Just to sort out one thing right off the top: a bus (line) is different than a bus object. The bus line is invisible but the bus object has a fader attached to it and looks much like the channel strip for an audio track except that it has no sends.

 

This is good to know because you can have a situation where you are sending from a track through the bus line to an aux object with a reverb inserted on it but when you mute the aux object you are still hearing the dry send signal coming out the main output. That's because there's a bus object with the same number as the bus line living in your environment and it's output is set to "output 1-2". You will have to change the output of the bus object to "no output" so that the signal only comes out the aux.

 

A bus (line) is always stereo. It's a pipeline from one object to another, usually from an audio or instrument track to a bus object or aux object. You can send or route both stereo and mono signals down the bus but the bus line itself is always stereo.

 

On the other hand, bus objects and aux objects can be either mono or stereo. Click on the circle/double circle at the bottom of the channel strip to change the mono/stereo setting.

 

A bus object will always recieve from the same numbered bus line (bus object 6 recieves from bus line 6) whereas an aux object can recieve from any bus line.
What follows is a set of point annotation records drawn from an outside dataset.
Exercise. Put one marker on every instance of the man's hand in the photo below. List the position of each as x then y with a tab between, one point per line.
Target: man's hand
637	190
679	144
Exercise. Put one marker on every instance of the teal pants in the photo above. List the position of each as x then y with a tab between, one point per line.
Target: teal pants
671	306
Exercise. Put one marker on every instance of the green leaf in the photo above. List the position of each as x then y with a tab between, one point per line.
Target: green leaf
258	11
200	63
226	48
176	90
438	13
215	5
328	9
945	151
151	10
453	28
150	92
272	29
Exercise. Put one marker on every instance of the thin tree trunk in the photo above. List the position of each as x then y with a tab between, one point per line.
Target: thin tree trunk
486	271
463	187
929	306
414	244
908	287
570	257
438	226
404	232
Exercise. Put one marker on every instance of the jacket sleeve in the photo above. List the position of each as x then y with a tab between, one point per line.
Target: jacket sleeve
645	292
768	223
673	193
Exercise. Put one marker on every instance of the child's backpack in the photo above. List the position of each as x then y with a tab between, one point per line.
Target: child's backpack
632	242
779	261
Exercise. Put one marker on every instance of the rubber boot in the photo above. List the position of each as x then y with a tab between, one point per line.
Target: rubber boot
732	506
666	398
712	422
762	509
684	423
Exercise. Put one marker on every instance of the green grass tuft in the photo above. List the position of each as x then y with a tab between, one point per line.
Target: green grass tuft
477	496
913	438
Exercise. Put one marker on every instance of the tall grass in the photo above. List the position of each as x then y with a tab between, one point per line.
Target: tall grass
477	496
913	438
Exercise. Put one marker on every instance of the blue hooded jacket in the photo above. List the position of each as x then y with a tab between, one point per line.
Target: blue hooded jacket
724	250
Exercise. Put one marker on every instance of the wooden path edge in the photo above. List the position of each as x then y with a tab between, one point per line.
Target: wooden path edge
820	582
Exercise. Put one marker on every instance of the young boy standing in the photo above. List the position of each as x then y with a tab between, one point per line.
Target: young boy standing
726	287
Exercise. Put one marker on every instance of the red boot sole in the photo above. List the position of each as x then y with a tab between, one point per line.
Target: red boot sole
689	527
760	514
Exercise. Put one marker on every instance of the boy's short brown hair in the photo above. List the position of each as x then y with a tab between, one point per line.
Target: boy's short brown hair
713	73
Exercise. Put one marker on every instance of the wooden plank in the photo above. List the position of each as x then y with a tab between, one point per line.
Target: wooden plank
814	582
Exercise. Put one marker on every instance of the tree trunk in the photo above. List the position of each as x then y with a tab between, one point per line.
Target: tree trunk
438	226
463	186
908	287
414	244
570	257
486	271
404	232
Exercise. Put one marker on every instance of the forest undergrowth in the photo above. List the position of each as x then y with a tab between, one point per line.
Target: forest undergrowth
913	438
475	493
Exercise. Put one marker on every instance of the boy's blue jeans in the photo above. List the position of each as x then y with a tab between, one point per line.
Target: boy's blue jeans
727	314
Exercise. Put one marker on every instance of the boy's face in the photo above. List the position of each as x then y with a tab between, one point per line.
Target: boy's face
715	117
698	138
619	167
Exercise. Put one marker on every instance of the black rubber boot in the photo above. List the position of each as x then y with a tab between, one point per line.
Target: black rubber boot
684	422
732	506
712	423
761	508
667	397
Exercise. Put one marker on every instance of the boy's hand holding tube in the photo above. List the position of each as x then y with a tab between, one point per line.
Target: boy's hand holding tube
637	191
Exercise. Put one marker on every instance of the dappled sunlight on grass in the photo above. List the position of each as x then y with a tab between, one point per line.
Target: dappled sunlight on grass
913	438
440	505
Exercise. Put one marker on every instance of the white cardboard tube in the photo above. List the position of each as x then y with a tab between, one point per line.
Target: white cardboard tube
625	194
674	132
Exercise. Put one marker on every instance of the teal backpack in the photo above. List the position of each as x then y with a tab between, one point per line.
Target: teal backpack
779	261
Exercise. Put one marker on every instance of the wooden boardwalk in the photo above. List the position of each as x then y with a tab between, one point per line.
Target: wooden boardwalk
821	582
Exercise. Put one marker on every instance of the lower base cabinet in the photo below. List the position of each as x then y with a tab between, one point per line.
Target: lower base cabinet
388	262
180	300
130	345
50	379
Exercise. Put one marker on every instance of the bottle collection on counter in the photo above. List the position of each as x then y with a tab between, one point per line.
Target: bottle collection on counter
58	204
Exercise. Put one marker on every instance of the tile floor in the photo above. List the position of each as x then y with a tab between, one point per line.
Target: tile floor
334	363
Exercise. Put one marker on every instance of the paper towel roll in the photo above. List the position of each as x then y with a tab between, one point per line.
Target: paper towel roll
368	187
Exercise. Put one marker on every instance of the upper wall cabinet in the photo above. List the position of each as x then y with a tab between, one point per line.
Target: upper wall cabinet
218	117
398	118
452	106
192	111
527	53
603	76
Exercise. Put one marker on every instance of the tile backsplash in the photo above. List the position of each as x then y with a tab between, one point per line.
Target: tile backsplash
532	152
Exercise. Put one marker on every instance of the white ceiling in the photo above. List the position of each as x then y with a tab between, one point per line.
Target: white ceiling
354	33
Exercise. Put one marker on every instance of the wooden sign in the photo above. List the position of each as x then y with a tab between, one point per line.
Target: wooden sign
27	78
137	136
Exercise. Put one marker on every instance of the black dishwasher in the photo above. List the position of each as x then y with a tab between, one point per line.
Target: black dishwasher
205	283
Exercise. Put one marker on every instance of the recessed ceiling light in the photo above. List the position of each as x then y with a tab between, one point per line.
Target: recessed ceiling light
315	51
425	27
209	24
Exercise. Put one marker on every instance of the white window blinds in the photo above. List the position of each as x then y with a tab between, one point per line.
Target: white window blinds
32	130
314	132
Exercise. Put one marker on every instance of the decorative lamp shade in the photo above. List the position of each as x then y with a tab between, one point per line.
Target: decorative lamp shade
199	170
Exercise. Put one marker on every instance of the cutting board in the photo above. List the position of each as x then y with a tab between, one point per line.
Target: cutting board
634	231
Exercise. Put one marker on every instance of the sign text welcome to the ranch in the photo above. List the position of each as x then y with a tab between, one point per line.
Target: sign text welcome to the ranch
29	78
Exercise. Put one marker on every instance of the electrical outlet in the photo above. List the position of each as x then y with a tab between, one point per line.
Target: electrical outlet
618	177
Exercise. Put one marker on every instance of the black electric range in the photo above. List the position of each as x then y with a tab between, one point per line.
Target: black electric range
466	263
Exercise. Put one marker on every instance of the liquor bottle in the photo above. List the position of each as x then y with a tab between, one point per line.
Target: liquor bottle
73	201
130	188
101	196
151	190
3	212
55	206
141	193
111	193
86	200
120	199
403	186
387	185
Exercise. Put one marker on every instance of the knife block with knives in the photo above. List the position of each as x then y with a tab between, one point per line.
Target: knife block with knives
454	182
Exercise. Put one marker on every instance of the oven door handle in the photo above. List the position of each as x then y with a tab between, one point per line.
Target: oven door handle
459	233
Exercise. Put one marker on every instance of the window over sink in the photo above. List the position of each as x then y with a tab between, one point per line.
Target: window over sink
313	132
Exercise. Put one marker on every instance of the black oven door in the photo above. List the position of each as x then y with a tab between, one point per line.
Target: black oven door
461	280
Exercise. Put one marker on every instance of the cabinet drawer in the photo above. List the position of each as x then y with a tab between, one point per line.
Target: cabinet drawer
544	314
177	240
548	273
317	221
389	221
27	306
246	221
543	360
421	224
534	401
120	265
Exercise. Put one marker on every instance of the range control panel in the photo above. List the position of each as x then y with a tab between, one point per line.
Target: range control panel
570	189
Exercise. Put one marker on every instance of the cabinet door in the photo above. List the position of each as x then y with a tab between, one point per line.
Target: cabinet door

So you could use the same bus line to output at multiple auxes.

 

A bus Object is inserted on the bus itself, before any Aux Object can access it. It alters the signal on the Bus, if you have any inserts on the bus channel.

 

An Aux Object "taps" the signal from a Bus, but doesn't alter the signal on the Bus.

 

Two ways to use a bus line: send to it from the track sends or you can change the output of the track to route the whole track down the bus line. The first situation would be for something like reverb, the second for something like outputting all your BG vocals to one Aux.

 

If you send/route a stereo signal down the bus line that's what comes out the other end, assuming you have a stereo bus object or aux object at the end.

 

If you send/route a mono signal down the bus line, ditto, as above.

 

Bus objects don't have sends, aux objects have sends. So you could use an aux with reverb inserted on it and send some of that reverb to another aux with a delay inserted there.

 

You can't pan a send down the bus line UNLESS you insert a Direction Mixer on a track.

The DM will work on stereo or mono tracks. It will also pan the whole track, not just the signal to the sends.

 

If you are routing a whole track down a bus line, (the track's output gets changed to a bus line) then the panning of the track will be preserved in the stereo bus line. Great for panned BGs, stereo guitars, drum mixes, etc

 

And finally, to use any of these options, go to the Send, I/O and Output buttons on your channel strip where you'll find a variety of menus where you can select busses, outputs and so on.

 

PS - Under "wish list" is the ability to have a bus output directly to an audio track. Much requested feature but as of yet not implemented in Logic.